Lead-acid battery market is at the transitory stage from off-peak season to the peak season, but the market atmosphere has not changed obviously. The finished product inventories of electric bicycles and car batteries remained high, so the companies were still cautious in production. Recently, some companies were more active in lead-acid battery export amid higher LME lead and shrinking SHFE/LME price ratio. However, the production will not be raised until the orders increase.
China steel rebar inventory up 1.7% on week
Inventories of rebar across Chinese steelmakers and social warehouses stood at 11.49 million mt as of July 8, up 1.7% from a week ago. Stocks are up 7.7% from a year earlier.
Inventories at Chinese steelmakers fell 104,400 mt on the week and stood at 3.49 million mt. Stocks are down 2.9% from a week ago and up 4.4% from a year earlier.

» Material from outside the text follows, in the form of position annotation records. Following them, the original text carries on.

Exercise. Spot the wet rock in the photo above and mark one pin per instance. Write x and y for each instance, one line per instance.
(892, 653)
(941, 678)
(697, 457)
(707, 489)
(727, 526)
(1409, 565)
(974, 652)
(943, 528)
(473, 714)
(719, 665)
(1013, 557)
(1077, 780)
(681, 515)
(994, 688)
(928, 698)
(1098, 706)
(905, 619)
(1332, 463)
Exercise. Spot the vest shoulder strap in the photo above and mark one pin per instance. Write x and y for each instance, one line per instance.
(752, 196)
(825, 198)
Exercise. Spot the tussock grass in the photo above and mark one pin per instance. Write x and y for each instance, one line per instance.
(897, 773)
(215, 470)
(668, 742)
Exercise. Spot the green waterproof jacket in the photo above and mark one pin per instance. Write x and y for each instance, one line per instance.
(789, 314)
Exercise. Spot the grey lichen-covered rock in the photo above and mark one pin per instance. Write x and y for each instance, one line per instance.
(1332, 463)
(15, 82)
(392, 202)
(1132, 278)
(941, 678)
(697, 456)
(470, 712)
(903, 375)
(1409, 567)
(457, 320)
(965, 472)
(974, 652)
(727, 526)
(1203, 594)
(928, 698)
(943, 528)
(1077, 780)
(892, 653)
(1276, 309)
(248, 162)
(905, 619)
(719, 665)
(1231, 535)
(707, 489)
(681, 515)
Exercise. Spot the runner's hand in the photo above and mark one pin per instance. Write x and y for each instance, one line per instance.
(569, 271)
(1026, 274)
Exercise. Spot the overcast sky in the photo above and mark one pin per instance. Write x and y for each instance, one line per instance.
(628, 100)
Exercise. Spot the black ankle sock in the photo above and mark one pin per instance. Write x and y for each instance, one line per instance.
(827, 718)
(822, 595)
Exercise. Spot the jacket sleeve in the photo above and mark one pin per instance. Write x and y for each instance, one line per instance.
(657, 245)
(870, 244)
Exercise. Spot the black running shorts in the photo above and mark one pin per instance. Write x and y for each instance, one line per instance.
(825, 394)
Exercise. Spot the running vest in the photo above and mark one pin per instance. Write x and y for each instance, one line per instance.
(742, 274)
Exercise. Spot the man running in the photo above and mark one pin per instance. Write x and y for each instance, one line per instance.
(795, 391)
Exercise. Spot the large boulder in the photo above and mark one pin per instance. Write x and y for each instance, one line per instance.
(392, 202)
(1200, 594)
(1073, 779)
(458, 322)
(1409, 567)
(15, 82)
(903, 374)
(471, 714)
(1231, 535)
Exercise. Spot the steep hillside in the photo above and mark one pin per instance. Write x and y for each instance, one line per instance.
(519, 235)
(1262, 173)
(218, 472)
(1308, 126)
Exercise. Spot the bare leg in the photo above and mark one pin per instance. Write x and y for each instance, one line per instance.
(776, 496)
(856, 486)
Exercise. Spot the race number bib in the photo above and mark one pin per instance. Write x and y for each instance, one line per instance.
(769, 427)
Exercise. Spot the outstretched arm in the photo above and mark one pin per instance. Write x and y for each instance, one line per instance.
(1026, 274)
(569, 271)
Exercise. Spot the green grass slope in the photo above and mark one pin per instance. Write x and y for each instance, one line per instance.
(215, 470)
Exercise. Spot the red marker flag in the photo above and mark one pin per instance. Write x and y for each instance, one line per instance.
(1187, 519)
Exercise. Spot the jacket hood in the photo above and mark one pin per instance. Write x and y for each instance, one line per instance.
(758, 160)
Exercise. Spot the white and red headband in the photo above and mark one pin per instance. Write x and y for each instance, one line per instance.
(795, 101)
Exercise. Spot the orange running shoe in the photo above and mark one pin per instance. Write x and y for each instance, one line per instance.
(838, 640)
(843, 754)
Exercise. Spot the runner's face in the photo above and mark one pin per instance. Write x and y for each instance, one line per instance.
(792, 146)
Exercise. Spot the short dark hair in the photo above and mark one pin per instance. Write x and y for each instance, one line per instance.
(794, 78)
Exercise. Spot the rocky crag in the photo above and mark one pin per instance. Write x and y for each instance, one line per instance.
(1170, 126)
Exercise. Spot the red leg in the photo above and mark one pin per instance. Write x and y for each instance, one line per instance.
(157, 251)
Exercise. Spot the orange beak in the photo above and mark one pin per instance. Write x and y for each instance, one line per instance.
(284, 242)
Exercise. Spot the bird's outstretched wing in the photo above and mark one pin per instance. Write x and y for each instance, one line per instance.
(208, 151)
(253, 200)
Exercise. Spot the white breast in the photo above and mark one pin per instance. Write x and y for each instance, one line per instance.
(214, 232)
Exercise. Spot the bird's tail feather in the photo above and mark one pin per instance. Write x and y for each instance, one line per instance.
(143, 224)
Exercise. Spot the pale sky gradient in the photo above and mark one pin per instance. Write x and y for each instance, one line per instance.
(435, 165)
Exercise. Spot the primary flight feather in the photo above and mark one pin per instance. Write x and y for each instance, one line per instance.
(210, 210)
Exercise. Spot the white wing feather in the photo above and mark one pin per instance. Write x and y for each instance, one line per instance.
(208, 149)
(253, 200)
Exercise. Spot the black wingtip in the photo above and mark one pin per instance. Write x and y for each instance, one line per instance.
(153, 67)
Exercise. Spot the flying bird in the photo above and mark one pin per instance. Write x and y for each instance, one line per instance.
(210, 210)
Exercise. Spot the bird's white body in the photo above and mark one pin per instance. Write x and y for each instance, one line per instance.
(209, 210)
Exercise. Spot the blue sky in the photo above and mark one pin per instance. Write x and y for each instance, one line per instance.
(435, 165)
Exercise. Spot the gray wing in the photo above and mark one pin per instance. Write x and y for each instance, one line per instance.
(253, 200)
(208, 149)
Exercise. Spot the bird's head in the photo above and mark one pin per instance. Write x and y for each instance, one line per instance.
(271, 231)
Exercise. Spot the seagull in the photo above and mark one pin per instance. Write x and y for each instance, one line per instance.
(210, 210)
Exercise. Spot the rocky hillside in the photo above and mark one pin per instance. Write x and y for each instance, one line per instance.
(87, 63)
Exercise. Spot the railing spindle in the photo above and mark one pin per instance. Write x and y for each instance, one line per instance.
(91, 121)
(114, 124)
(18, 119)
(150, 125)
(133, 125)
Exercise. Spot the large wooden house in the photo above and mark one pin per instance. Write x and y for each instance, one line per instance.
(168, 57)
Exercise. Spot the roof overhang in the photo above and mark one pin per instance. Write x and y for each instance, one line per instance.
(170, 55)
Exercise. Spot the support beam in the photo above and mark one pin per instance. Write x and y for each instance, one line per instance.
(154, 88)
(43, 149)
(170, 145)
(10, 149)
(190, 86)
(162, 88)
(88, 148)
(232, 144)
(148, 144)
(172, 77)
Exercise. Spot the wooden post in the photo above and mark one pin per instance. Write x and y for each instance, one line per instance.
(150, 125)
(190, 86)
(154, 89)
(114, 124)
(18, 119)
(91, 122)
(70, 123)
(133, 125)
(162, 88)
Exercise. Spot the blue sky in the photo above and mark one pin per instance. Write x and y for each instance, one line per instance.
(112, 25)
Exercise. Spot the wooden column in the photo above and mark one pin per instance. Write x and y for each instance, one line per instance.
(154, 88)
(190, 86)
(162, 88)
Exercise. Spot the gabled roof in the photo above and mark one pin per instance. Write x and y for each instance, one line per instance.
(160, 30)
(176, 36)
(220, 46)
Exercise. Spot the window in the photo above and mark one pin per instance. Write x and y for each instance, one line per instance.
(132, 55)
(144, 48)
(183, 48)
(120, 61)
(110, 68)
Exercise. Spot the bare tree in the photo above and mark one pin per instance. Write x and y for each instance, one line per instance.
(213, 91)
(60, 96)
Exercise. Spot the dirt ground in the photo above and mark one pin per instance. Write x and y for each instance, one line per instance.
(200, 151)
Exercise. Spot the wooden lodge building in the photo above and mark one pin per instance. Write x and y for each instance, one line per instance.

Inventories at social warehouses rose 291,400 mt on the week and stood at 8 million mt, up 3.8% from a week ago and 9.2% higher from a year ago.
China HRC inventory rose 4,900 mt on week
SMM data showed that HRC stocks across social warehouses and steel makers rose 4,900 mt or 0.12% on the week, an increase of 8.45% than a year ago, to 3.94 million mt in the week ended July 8.
Inventories across social warehouses increased 31,500 mt or 1.1% week on week to 2.90 million mt. This was 11.51% higher than the same period last year.
Stocks at Chinese steel makers came in at 1.04 million mt, down 26,700 mt or 2.5% week on week, but up 0.73% year on year.
Operating rates of blast furnaces across Chinese steelmakers fell 0.2 percentage point on week
Operating rates of blast furnaces at steel mills dropped 0.2 percentage point from a week ago and 5.2 percentage points from a month ago to 82% as of July 8, SMM survey showed.
Many places across China strictly implemented production reductions, as crude steel production must not exceed the volume last year. This led to a continued decline in blast furnace operating rates. The production reduction in the off-peak season can offset part of the impact of price increases.